In einem meiner vorherigen Pfosten habe ich gesagt, dass einige Aphorismen, die ich auf den einschlägigen Aggregationsseiten gefunden habe, für mich ziemlich arm wirken. Zudem denke ich, dass Aphorismen und ein paar eigene Gedanken dazu ein guter Weg sind, den der Faden nehmen kann. Ich will daher ein paar Beispiele liefern:
>Man sollte nur produzieren und bauen dürfen, was brauchbar ist.
(© Monika Minder)Wo ist denn da der Aphorismus? Das ist entweder BWL-Björn auf Steroiden, oder eine Aussage nahe an der Tautologie, wenn man ästhetische/künstlerische Brauchbarkeit mit einbezieht. Überhaupt ist Brauchbarkeit eine so schwammige Eigenschaft, dass dieser Satz keine praktische Anwendung hat. Nun muss ein Aphorismus das vielleicht nicht, aber wenn ich Leitlinien für produzierendes Gewerbe beschreiben will, dann wäre etwas Anwendbarkeit vielleicht nicht verkehrt.
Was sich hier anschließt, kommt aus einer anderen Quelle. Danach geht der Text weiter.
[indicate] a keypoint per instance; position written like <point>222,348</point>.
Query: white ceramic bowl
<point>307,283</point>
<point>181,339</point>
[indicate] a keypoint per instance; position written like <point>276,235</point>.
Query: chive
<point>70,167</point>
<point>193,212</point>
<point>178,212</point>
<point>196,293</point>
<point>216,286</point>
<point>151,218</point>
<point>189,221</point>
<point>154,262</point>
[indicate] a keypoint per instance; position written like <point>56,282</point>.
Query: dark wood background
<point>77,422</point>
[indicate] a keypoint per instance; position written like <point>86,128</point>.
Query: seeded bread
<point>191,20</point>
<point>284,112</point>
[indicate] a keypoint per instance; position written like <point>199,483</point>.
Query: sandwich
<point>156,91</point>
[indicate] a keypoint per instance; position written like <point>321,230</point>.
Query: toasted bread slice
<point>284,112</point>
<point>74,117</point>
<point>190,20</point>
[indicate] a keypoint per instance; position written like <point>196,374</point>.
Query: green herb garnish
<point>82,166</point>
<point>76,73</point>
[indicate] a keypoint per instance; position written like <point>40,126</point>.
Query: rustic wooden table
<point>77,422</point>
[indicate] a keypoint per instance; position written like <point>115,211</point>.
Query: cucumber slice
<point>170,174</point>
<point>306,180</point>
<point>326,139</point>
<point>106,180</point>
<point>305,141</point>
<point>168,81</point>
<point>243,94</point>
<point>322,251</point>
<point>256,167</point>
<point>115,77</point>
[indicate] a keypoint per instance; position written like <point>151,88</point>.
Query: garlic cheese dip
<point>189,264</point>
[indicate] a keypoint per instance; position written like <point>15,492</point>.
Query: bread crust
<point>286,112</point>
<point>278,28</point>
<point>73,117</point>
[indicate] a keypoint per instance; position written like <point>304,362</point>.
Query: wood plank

Wenn man dagegen bestimmten Dingen jegliche Art der Brauchbarkeit per Definition abspricht, müssen wir dann auch wieder entartete Kunst verbieten? Egal, wie ich diesen Satz in meinem Kopf drehe: Da kommt nichts Gescheites bei raus.
>Kultur war gestern, heute ist Schick und Kitsch. Auch Zivilisation genannt.
(© M.B. Hermann)Früher war alles besser™. Die Gesellschaft ist schlecht, und die da oben haben keine Ahnung. So, Broisen wiederhergesteld!!1 Aber ernsthaft: Die Kultur von früher ist bereits durch den Filter der Zeit gegangen, und es ist nur noch das übrig, was überdauert hat. Als ob es früher nicht im Verhältnis genauso viel Müll gegeben hätte. Durch die höhere Vernetzung heutzutage erfährt der Müll vielleicht mehr Verbreitung, aber es entstehen auch mehr Perlen dadurch, man muss sie halt finden. wenn man das nicht kann, ist das die eigene Schuld, nicht die des "heute". Leute, die solche Sätze raushauen, erzählen einem dann in 20 Jahren dasselbe über die jetzige Zeit.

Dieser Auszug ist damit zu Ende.